The coldest brown dwarfs are around room temperature, and therefore pretty darn close to black in visible light - but they nevertheless support deuterium fusion. Remember the temperature of the radiative surface doesn't have to be the same as the temperature in the region where fusion takes place. (That also applies to the temperature of atmospheres discussion up-thread - there is an important difference between heat and temperature and a very very thin atmosphere can have a very high temperature yet still carry almost no heat.)

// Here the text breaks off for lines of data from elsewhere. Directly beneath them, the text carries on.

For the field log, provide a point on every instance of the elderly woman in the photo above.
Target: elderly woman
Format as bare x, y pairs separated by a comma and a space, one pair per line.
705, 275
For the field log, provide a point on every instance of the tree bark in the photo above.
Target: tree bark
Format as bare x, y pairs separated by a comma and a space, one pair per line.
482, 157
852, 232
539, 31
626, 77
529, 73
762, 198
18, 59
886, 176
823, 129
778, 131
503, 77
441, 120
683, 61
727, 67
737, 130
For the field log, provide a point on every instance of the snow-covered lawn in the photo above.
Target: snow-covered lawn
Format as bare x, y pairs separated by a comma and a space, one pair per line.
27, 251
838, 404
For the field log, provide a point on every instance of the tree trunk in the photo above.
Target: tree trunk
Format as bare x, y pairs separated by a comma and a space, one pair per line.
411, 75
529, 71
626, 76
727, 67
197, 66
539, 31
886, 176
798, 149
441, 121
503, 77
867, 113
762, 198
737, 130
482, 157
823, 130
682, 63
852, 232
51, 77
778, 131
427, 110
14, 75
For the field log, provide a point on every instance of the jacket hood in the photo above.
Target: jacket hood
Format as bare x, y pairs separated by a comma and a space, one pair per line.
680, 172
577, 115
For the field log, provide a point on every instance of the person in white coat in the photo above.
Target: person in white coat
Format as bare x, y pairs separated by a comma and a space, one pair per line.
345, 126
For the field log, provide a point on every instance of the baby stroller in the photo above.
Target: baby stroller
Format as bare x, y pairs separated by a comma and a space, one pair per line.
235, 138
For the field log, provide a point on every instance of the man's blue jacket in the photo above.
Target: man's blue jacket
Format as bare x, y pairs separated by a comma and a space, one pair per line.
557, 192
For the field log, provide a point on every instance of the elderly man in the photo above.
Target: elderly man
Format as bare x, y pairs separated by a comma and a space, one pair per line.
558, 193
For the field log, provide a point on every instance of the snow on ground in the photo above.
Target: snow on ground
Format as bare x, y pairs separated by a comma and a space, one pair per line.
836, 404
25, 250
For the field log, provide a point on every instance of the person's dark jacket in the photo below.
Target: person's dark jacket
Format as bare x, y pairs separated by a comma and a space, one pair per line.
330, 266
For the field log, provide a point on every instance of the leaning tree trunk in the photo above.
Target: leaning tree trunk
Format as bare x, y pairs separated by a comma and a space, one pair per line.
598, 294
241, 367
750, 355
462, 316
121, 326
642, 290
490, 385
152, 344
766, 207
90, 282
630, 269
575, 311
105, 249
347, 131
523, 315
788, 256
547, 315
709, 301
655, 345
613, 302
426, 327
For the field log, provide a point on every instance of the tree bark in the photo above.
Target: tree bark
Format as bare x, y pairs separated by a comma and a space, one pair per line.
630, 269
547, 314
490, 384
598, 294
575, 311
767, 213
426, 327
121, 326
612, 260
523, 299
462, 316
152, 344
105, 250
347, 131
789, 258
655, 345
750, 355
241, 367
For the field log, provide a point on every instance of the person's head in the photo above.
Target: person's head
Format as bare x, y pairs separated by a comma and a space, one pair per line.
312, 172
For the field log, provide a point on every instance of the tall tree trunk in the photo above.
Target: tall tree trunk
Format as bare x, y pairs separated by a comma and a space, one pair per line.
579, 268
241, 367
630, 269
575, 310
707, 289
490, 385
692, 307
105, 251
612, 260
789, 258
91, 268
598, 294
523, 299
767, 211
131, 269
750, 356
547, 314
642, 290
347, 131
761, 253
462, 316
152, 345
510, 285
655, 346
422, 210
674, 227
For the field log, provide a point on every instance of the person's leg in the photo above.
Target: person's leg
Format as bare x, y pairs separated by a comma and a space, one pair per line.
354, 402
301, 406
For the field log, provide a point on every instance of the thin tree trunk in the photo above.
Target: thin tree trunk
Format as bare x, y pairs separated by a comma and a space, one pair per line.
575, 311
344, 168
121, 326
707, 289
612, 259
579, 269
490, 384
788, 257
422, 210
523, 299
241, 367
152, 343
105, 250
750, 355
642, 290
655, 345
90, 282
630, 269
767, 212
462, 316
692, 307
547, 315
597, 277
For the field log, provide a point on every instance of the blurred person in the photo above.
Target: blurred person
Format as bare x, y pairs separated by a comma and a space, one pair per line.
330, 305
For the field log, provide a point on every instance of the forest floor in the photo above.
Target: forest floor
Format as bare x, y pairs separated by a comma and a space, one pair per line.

I'm no physicist, but it is my understanding that after a certain size a star has to have fusion happening inside or it will collapse under its own gravity. I don't remember what the maximum size is, but I would guess that somewhere between Jupiter and maybe about twice as massive, give or take. And, of course, once the fusion reaction is kickstarted, its strength is pretty directly correlated to the mass of the star, so the more massive the star, the hotter (which is why cold stars tend to be very small, much smaller than our Sun, and very hot stars tend to be gigantic.)
In this case the "black" star in the screenshot is listed to have 116 solar masses, so I doubt it's physically possible for it to be that cold (its surface temperature is listed as 31 kelvin). There may be relatively cold stars out there, but I would guess they are very small, much smaller than the Sun.
I realise these things like in your screenshot are more likely a Stellar Forge issue though - where is this one?
The screenshot is from the Phimbeau AA-A h76 system.
There's another famous black star in the Splojeia AA-A h19 system (in this case with a surface temperature of 113 kelvin), if you want to make a tour.